Different thermodynamic models are currently used to describe the chemical reactions in the steelmaking process. Beyond the knowledge of phase diagrams, a very good description of the liquid phase is needed to describe with accuracy the steelmaking reactions such as slag/metal equilibrium, inclusions precipitation and solidification of steels. Interaction parameter formalism, first proposed by Wagner [1], is generally used for dilute solutions and hot metal whereas the sub-lattice model, developed in the Thermo-Calc software, is used for more concentrated solutions. However, these models are not able to describe with accuracy the thermodynamic behaviour of some interstitial elements such as sulphur or oxygen in concentrated solutions. Thus, the “central atoms” model, introduced by Lupis and Elliott [2, 3], and simultaneously developed by Mathieu and co-workers [4, 5] under the denomination of “surrounded atom” model has been applied to the description of the liquid steels. Its basic concept consists in using, as elementary energetic support of the solution, the atom in the force field of its nearest neighbours. The partition function is described in terms of probabilities associated with different compositions of the nearest neighbour shell and in terms of the influence of these configurations on the potential and vibrational energies of the central atom. In the formalism developed by Foo and Lupis [6] to describe Fe-based solutions (liquid or austenite), few parameters are required to describe complex metallic solutions. Thus, a good prediction of the model is expected. A quaternary system containing substitutional and interstitial elements is described with only twelve parameters (six binary and six ternary ones). In the present study, the thermodynamic assessment of the liquid Fe-Al-Cr-Mn-Ni-Si-C-N-O-P-S system was performed. The parameters were assessed from literature data on limiting binary and ternary systems. To describe the solidification of steels, the “central atoms” model was coupled with the sub-lattice model used to describe the solid phases. The calculated liquidus and solidus temperatures of several high-alloyed steels are compared with experimental data.

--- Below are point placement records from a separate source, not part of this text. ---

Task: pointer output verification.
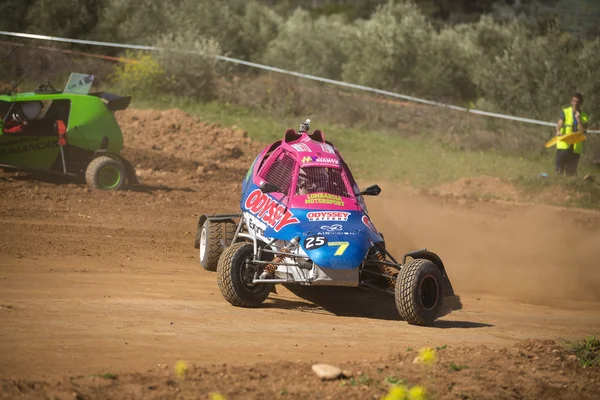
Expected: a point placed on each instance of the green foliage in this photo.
(455, 367)
(587, 351)
(385, 50)
(70, 18)
(13, 14)
(189, 62)
(133, 22)
(141, 75)
(310, 46)
(259, 26)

[1] C. Wagner, Thermodynamics of alloys, Addison-Wesley, Reading, MA, 1962.
[2] C. H P. Lupis, Doct. Thesis, MIT (Jan. 1965)
[3] C. H. P. Lupis, J. F. Elliott, Acta Met., Vol. 15, October 1967, 265.
[4] J. C. Mathieu, Doct. Thesis, Univ. of Grenoble (March 1967)
[5] P. Hicter, J. C. Mathieu, F. Durand, E. Bonnier Adv. in Phys., 16, 1967, 523.
[6] E-Hsin Foo, C. H. P. Lupis, Acta Met., Vol. 21, October 1973, 1409.